Push Bob Kendler and he'll push back—only harder. Which explains how the multimillionaire builder became the emperor of handball and racquetball

The timbre of the voice is authoritative. The drape of the jacket is just right. He is barbered and manicured to perfection. He looks like a road-show Robert Young. His name is Robert Kendler, he is a 72-year-old multimillionaire home builder in the Chicago area and he is known as the Wizard of Skokie, because of his inventiveness in the realm of handball and racquetball, and as Emperor Bob because of his domination of those sports. A bronzed handball glove has pride of place in his office.

Kendler standardized handball, invented the glass court and brought the game up from the dark, dank basements of YMCAs to the bright lights of posh athletic clubs. In the process, he has fought and won countless battles, first with the AAU and Avery Brundage, then with anyone else who has attempted to invade what he considers his domain. Measured against the standard of the most powerful sports authority, Kenesaw Mountain Landis, Kendler is the czar of czars. "If you get anything but hearts-and-flower quotes on Kendler, I'll be surprised," says a man who has been his adversary over the years. "He's one tough hombre, and who needs the hassle? But I'll say this, he's a genius."

Kendler controls the United States Handball Association and owns its professional counterpart, the National Handball Club, which sponsors a pro tour. And what Kendler has done for handball he is doing for the fast-growing game of racquetball. The doing includes the usual treatment: standardizing the game and the ball, as well as owning and controlling the pro and amateur organizations. In 1968, when Kendler was asked to take over racquetball, it was several games, most notably something called paddle ball, and house rules prevailed. In the eight years since he changed the name of the game to racquetball and married the rules and court to handball, the number of players has doubled and redoubled until there are now a reported eight million devotees. Last year an estimated 10 million balls were sold at 80¢ each, and all those players and balls are careening around 15,000 new courts. Nonetheless, Kendler regards racquetball as strictly a business proposition. "I wouldn't be caught dead playing racquetball," he says. Recently, while on the way to the handball court, he passed his college-age grandson hurrying to a racquetball game. "Give up that sissy's game and play a man's sport," Kendler said, slapping a palm with his handball gloves.

Kendler was a disadvantaged kid, forced to go to work at 12 to help support his mother and five brothers and sisters after his father left home. He was never involved with sports until he discovered handball as a grown man.
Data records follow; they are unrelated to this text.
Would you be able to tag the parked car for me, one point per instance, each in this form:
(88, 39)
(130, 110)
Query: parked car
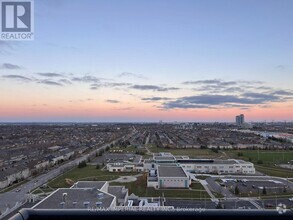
(269, 205)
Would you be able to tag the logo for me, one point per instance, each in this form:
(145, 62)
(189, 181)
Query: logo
(281, 208)
(17, 20)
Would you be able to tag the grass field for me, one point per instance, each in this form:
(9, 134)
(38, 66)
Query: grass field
(139, 188)
(273, 171)
(85, 173)
(193, 153)
(267, 157)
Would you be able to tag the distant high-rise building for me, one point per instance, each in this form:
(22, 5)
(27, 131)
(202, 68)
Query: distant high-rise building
(240, 119)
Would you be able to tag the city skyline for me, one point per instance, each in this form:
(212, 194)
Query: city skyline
(130, 61)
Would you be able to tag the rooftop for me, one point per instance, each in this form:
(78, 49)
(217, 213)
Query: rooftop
(76, 198)
(89, 184)
(171, 171)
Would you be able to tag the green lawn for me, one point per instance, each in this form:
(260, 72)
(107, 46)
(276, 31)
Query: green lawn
(268, 157)
(139, 188)
(85, 173)
(273, 171)
(14, 186)
(129, 149)
(193, 153)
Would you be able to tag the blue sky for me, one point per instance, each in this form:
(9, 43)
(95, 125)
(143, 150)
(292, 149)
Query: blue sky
(162, 43)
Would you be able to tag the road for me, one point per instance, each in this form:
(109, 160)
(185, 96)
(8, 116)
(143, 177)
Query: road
(11, 198)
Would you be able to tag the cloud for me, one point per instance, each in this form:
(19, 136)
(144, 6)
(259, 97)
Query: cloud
(281, 67)
(6, 46)
(115, 84)
(17, 77)
(86, 79)
(50, 83)
(10, 66)
(65, 81)
(208, 101)
(155, 99)
(112, 101)
(153, 87)
(50, 74)
(212, 81)
(260, 96)
(128, 74)
(94, 88)
(283, 92)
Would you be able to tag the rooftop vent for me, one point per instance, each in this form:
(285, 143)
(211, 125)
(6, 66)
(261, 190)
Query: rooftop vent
(86, 204)
(99, 204)
(100, 195)
(64, 195)
(62, 204)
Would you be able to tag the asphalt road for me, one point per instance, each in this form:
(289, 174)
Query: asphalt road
(11, 198)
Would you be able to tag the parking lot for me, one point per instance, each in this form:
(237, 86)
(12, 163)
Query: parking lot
(272, 203)
(228, 204)
(255, 187)
(195, 204)
(116, 158)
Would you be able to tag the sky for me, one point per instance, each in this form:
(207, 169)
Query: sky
(151, 60)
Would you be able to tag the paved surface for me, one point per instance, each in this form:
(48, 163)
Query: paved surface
(10, 199)
(195, 204)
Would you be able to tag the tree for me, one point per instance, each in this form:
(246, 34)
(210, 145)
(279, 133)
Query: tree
(236, 192)
(82, 164)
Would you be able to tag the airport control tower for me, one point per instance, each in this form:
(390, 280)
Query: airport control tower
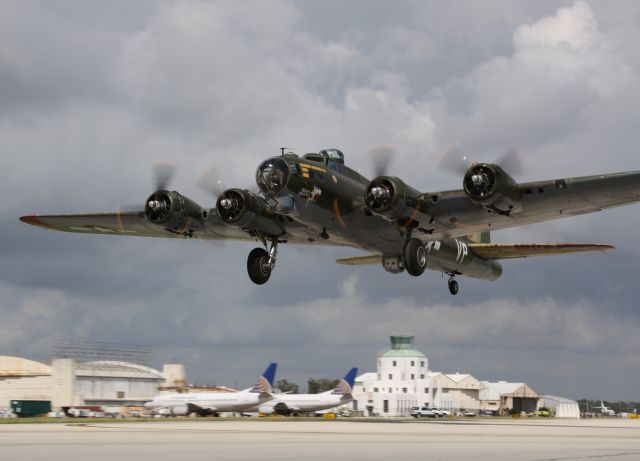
(402, 362)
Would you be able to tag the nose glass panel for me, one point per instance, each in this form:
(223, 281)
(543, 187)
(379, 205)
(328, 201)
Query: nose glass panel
(272, 175)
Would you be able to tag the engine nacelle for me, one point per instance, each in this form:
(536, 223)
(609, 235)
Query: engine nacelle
(240, 208)
(177, 410)
(390, 197)
(172, 210)
(488, 185)
(455, 256)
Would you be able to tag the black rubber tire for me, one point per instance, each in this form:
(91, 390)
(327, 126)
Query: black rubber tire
(415, 257)
(257, 268)
(453, 287)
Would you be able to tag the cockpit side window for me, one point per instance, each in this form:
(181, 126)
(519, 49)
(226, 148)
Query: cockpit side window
(333, 154)
(335, 158)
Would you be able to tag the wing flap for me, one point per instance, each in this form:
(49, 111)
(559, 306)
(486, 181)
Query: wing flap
(525, 250)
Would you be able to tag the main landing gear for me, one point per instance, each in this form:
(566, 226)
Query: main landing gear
(453, 285)
(415, 262)
(415, 257)
(261, 263)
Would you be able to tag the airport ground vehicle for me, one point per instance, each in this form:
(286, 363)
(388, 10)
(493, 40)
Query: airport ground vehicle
(423, 412)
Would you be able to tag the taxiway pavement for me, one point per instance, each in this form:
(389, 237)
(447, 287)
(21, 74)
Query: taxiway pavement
(324, 440)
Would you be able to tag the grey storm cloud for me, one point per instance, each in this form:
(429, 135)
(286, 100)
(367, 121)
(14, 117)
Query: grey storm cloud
(93, 93)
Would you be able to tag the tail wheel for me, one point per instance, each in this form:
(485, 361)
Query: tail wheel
(258, 266)
(453, 287)
(415, 257)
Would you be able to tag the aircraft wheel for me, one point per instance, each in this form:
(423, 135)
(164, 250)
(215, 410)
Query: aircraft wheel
(453, 287)
(415, 257)
(258, 266)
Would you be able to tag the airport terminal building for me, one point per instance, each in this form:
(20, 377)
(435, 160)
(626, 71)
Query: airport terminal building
(403, 380)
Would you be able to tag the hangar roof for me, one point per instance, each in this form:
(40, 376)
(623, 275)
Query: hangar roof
(493, 391)
(115, 369)
(17, 366)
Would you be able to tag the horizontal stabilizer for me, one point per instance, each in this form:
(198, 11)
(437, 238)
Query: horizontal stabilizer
(525, 250)
(360, 260)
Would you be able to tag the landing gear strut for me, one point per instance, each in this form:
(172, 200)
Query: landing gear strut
(261, 263)
(453, 285)
(415, 257)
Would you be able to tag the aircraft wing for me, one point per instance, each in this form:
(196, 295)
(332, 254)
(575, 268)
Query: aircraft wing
(134, 223)
(452, 214)
(500, 251)
(519, 250)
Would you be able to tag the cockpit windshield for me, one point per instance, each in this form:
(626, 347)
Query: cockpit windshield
(333, 154)
(272, 175)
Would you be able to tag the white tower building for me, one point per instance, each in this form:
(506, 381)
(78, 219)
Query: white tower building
(400, 383)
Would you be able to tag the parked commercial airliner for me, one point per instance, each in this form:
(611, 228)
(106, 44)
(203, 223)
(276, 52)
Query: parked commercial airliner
(289, 404)
(207, 403)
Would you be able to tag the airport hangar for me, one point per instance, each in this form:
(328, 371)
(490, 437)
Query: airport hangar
(67, 382)
(403, 380)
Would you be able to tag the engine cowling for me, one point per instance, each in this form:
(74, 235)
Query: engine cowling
(455, 256)
(171, 210)
(488, 185)
(390, 197)
(240, 208)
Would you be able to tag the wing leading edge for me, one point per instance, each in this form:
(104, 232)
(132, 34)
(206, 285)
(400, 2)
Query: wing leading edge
(501, 251)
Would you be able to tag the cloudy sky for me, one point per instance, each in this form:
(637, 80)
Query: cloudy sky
(93, 93)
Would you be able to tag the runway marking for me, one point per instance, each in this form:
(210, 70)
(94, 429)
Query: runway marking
(631, 453)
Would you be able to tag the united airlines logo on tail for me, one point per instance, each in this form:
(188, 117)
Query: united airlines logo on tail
(265, 382)
(345, 385)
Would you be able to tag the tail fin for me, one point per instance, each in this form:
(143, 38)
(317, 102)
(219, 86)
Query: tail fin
(265, 382)
(345, 385)
(480, 237)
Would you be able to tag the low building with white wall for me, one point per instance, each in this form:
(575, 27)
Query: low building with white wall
(403, 380)
(502, 396)
(67, 382)
(561, 407)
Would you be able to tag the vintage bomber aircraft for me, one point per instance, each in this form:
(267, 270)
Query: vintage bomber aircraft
(317, 199)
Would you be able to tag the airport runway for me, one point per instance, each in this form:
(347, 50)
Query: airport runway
(324, 440)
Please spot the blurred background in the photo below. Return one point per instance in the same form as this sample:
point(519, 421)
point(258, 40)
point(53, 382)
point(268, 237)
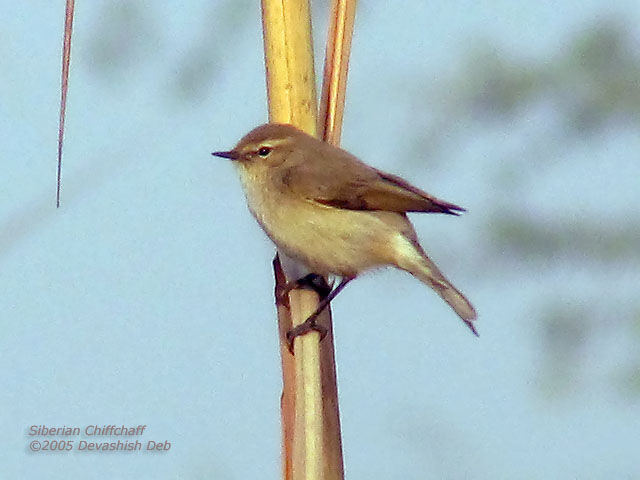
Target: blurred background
point(147, 297)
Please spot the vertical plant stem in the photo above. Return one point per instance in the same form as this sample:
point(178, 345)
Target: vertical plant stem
point(292, 99)
point(64, 86)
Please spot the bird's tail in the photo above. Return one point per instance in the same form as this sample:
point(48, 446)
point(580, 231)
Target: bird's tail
point(421, 267)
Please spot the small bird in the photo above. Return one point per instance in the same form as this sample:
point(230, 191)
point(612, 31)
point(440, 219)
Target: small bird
point(335, 214)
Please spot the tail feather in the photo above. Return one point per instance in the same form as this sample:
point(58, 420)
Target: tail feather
point(427, 272)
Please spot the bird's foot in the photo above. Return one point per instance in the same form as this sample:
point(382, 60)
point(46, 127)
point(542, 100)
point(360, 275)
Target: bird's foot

That discovery took place around the time Hoover was moving into the White House, and by then Kendler was a wealthy young man about to become poorer. However, rich or poor, through the Depression and three wars Bob Kendler has played handball. "I love it," he says with passion. "It's the only game I've ever played."

Kendler has won a national doubles title five times with three different partners. Not coincidentally, he always played with exceptional partners. Nothing has ever interfered with his handball game. Recently Kendler had a laminectomy, vertebral surgery that left him with a stiff spine—and still he plays. The game is part of his formula for health and happiness. This begins with reading a daily lesson from the Christian Science text, followed by application of the old work ethic (a minimum of 12 hours a day). The formula includes extraordinary devotion to his second wife Evie, to whom he still writes poetry, and handball.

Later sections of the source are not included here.